Commonly used design metrics are:
1.NRE cost:
NRE stands for non recurring engineering cost. The one time monetary cost of Designing the system once the system is designed, any number of units can be manufactured without incurring any additional design cost . Hence the term non recurring.
2.Unit cost:
The monetary cost of manufacturing is copy of the system, excluding NRE cost.
3.Size:
The physical space required by the system. It is often measured in bytes for software and Gates or transistor for Hardware.
4.Performance:
The performance is the execution time of the system.
5.Power:
The amount of power consumed by the system, which may determine the lifetime of a battery or quilling requirements of the IC, since more power means more heat.
6.Flexibility:
The ability to change the functionality of the system without incurring heavy NRE cost.
7. Time to prototype:
The time needed to build a working version of the system, which may be bigger or more expensive than the final system implementation but it can be used to verify the system usefulness and correctness and to refine the systems functionality.
8.Time to market:
The time required to develop a system to the point that it can be release and sold to customers.
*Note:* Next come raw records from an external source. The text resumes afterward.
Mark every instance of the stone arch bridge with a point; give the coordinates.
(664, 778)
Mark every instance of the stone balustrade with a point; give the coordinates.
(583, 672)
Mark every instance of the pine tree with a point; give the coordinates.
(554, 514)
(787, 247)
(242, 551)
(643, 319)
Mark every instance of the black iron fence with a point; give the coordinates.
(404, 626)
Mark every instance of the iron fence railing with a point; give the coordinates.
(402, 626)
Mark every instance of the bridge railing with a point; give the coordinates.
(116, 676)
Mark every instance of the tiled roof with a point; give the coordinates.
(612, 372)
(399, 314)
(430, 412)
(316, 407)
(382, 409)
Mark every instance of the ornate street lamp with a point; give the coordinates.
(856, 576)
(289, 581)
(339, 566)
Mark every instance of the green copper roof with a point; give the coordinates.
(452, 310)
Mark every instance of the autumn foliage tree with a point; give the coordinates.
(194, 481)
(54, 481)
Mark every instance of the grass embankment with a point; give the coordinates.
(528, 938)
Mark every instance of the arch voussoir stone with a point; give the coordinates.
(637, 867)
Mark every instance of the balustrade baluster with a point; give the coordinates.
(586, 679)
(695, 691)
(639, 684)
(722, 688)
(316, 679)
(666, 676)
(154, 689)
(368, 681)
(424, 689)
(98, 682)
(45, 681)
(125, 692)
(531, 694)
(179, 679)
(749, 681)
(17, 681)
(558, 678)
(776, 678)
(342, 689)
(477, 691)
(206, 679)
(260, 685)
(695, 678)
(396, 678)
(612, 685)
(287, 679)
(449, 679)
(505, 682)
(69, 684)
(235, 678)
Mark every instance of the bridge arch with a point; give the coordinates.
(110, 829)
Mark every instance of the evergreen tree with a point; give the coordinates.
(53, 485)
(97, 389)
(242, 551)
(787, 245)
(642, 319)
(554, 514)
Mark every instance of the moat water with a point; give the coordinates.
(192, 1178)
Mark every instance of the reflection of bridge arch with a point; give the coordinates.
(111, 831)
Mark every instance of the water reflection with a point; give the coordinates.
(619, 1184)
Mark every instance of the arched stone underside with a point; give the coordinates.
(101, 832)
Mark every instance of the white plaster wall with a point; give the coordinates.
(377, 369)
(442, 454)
The main contributors are designed time, manufacturing time, and testing time.
9.Maintainability:
The ability to modify the system after its initial release, especially by designers who did not originally designed the system.
10.Correctness:
It's our confidence that we have implemented the systems functionality correctly. We can check the functionality throughout the process of Designing the system, and we can insert test circuitry to check that manufacturing was correct.
11.Safety:
The probability that the system will not cause harm.